Snowflake’s Goal: Building a stronger OCSP
Snowflake has chosen to take a stronger position with OCSP. Our clients fail a connection when they can’t check the revocation status of a certificate or all the intermediate certificates used to verify the certificate (a “hard-fail” strategy). Our customers place a lot of trust in Snowflake securing their data and it’s incumbent upon us to make sure we protect their data to the best of our abilities. We do this for all connections our client drivers use, not just to Snowflake but other third-party services such as AWS S3, Azure Blob Store, Okta, etc.
Over the last year, we have been mitigating the challenges of availability normally associated with the “hard-fail” strategy. The commonly cited problem with OCSP is that the certificate authority fails to respond because their responder is temporarily unavailable.
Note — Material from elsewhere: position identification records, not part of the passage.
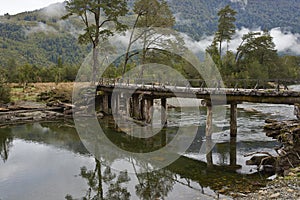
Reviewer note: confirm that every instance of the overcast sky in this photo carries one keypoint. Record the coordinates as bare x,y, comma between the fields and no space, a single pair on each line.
17,6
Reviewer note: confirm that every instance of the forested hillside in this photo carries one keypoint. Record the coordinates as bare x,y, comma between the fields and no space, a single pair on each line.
200,17
41,38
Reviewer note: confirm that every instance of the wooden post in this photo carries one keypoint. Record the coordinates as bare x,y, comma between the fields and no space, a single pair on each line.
209,158
208,131
115,104
128,106
233,119
163,137
164,111
149,110
105,104
232,151
136,106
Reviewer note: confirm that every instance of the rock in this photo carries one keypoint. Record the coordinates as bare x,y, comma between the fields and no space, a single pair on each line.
268,121
274,196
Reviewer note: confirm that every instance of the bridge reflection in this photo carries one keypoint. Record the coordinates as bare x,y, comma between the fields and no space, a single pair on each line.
188,172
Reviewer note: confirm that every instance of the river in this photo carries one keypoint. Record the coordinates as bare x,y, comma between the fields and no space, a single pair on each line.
47,160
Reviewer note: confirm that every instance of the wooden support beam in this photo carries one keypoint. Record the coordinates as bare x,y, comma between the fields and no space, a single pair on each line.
163,133
232,152
149,113
208,131
209,158
163,111
136,106
233,119
128,106
115,103
105,103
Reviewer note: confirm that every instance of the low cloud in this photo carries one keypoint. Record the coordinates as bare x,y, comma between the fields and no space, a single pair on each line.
245,2
55,10
41,27
285,41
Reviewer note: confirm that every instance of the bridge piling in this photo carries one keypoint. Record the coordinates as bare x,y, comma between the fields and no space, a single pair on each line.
105,103
149,109
136,106
208,130
163,111
233,119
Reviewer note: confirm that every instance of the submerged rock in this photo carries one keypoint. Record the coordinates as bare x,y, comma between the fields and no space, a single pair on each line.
288,134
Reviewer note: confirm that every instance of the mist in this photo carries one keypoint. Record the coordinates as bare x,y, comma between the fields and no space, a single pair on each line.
285,42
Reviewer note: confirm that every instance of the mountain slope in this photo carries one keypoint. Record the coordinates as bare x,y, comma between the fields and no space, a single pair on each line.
41,37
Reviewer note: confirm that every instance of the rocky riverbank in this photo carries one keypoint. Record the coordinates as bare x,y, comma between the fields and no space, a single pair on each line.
28,111
282,188
286,164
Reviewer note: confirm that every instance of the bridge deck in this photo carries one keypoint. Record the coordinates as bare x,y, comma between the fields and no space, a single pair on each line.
217,95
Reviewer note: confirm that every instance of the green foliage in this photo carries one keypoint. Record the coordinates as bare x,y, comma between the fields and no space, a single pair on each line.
198,18
4,89
226,27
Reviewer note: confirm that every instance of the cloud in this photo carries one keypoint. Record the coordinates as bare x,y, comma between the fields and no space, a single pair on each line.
41,27
285,41
245,2
55,10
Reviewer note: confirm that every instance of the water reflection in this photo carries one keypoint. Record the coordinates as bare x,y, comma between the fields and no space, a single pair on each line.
6,139
69,171
95,179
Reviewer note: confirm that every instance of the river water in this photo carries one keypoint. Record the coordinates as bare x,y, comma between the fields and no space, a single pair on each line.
47,160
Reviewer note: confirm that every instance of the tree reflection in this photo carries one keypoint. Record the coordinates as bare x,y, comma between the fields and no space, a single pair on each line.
6,140
96,180
154,185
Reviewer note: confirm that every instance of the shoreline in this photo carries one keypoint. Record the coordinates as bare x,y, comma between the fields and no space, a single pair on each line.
31,112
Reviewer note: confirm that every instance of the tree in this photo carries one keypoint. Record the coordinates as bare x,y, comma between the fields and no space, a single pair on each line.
4,88
259,48
98,16
153,19
226,27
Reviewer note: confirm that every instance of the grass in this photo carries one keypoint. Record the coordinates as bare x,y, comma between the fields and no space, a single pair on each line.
31,92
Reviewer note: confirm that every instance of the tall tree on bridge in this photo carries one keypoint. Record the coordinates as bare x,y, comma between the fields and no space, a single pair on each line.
226,28
258,54
153,19
101,20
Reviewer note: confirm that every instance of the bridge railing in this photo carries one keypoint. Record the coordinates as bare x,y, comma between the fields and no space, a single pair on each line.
235,84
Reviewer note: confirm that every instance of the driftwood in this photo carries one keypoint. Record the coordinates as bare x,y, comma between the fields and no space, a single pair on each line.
288,134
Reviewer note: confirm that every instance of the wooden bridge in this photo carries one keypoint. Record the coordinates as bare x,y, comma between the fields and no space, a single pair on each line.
136,97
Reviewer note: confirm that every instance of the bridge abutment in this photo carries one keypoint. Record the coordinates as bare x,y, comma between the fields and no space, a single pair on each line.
233,119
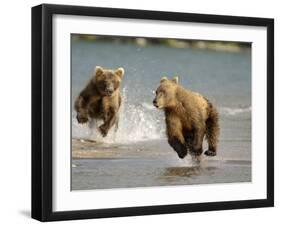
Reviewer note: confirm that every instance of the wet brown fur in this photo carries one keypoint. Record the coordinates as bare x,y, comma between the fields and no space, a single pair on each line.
101,99
189,118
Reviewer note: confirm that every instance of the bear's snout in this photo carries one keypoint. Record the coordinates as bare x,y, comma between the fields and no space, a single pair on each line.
182,154
155,103
81,119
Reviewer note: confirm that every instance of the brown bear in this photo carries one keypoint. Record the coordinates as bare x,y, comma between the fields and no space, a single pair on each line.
189,118
101,98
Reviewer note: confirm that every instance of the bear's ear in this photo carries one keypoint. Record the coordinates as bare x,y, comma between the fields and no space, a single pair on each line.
120,72
99,70
164,78
175,79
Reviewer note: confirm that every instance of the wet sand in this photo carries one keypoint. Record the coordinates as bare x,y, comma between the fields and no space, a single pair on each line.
97,165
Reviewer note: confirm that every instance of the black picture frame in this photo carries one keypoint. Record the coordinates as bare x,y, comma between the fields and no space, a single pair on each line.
42,111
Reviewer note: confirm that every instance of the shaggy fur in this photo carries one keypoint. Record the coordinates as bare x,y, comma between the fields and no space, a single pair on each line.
101,98
189,118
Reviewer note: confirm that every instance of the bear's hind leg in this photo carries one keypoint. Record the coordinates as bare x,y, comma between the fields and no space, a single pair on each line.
197,143
178,146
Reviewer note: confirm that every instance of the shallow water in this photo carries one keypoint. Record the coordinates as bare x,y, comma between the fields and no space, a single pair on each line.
138,154
154,163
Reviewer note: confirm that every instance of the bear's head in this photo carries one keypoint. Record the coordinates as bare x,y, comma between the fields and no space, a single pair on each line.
166,93
108,81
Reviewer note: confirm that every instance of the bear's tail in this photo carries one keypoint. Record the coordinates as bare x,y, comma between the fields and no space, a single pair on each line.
212,130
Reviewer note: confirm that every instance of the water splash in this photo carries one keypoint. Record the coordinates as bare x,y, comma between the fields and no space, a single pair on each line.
234,111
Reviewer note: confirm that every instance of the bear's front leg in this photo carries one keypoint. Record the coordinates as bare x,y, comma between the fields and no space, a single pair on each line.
198,136
109,121
175,136
178,146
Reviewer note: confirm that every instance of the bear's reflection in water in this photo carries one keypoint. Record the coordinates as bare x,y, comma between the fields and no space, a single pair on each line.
188,171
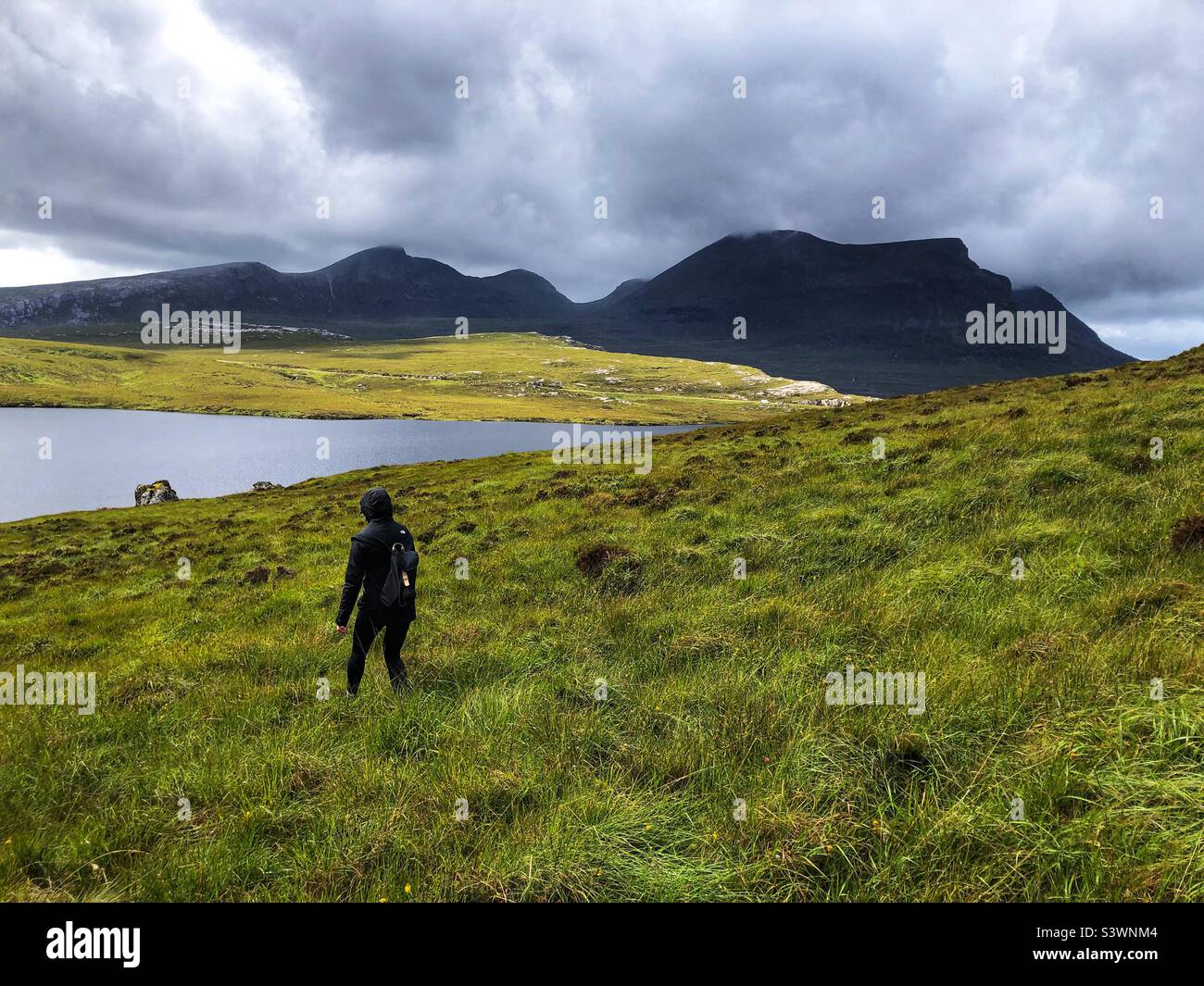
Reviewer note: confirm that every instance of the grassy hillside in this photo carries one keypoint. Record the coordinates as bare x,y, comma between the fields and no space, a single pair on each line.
1036,689
482,377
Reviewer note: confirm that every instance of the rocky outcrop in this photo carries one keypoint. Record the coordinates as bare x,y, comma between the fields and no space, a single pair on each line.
148,493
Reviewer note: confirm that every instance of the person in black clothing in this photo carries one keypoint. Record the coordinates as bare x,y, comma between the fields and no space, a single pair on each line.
369,565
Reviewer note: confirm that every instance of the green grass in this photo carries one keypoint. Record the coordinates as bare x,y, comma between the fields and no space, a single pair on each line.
1035,689
518,376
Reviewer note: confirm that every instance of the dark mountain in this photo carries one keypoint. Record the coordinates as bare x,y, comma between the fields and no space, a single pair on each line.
882,319
378,284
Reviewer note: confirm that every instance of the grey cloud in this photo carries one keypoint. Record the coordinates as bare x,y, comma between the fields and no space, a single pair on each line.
633,101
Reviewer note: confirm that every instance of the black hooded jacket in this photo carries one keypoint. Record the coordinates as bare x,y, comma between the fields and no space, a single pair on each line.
369,561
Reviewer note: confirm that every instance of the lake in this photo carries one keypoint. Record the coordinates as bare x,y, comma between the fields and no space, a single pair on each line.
97,456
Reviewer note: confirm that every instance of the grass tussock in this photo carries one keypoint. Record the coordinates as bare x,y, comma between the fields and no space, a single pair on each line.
1076,692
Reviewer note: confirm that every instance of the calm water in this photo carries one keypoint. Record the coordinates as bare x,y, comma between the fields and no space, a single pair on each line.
99,456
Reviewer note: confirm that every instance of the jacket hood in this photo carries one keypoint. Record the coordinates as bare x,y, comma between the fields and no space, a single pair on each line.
376,505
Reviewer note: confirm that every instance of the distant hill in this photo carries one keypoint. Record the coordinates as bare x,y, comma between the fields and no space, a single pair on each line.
879,319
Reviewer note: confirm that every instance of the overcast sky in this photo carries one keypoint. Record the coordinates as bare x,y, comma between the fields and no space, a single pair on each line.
187,132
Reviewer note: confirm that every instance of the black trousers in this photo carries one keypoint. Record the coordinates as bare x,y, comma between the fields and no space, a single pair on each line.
368,625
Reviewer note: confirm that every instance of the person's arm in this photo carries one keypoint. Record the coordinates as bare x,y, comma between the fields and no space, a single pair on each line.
352,583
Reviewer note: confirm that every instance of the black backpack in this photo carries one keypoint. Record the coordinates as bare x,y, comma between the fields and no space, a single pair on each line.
398,584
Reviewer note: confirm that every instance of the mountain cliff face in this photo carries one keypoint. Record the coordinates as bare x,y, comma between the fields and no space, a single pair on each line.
880,319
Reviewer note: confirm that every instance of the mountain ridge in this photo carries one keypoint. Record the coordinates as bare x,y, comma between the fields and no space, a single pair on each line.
872,318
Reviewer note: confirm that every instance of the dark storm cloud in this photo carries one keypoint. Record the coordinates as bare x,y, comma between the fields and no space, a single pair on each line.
633,101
To mitigate it, we built a solution in which the Snowflake service queries and caches the OCSP responses from certificate authorities. This allows our client drivers to establish connection even when the CA’s OCSP responder is temporarily unavailable. This is possible, and secure, because the CAs sign the OCSP responses, which are valid for one or more days. As long as the CA’s OCSP responder can occasionally serve a valid response for revocation checking, we can continue to maintain a highly available service for our customers.
What we saw in the last couple of weeks was an entirely different failure mode, which we have not seen in the past and has not been reported in the security community. Instead of CAs being temporarily offline, two different CAs produced expired OCSP responses to revocation checking. Since the CAs are the ultimate authority of trust, the fact that they could not confirm the certificates were not revoked meant that connections to Snowflake which used the certificate failed.
Plans Going Forward
We do not think it is acceptable to weaken security for enterprise services running in the cloud in response to these challenges. We’re taking several steps to mitigate availability issues while we continue to keep a high bar for certificate acceptance and revocation checking.
We’re building an early warning system, which will alert us when CAs aren’t providing the freshest OCSP responses. This can give us an indication of a potential situation with the CA, which may lead to expired responses in the future. We can use this to start working with them to resolve the situation before customers actually see expired responses to eliminate or shorten the time of impact. In addition, we’re building a centralized control which is designed to securely suspend revocation checking for affected customers for brief periods of time as we work with the CAs to remediate problems. While we implement these mechanisms, we currently provide our customers a way to temporarily configure their client drivers in a soft-fail mode for revocation checking to work around OCSP-induced connectivity issues.
Snowflake is committed to working with our customers and be as transparent as possible throughout this journey. We deeply appreciate your patience and your partnership in this effort.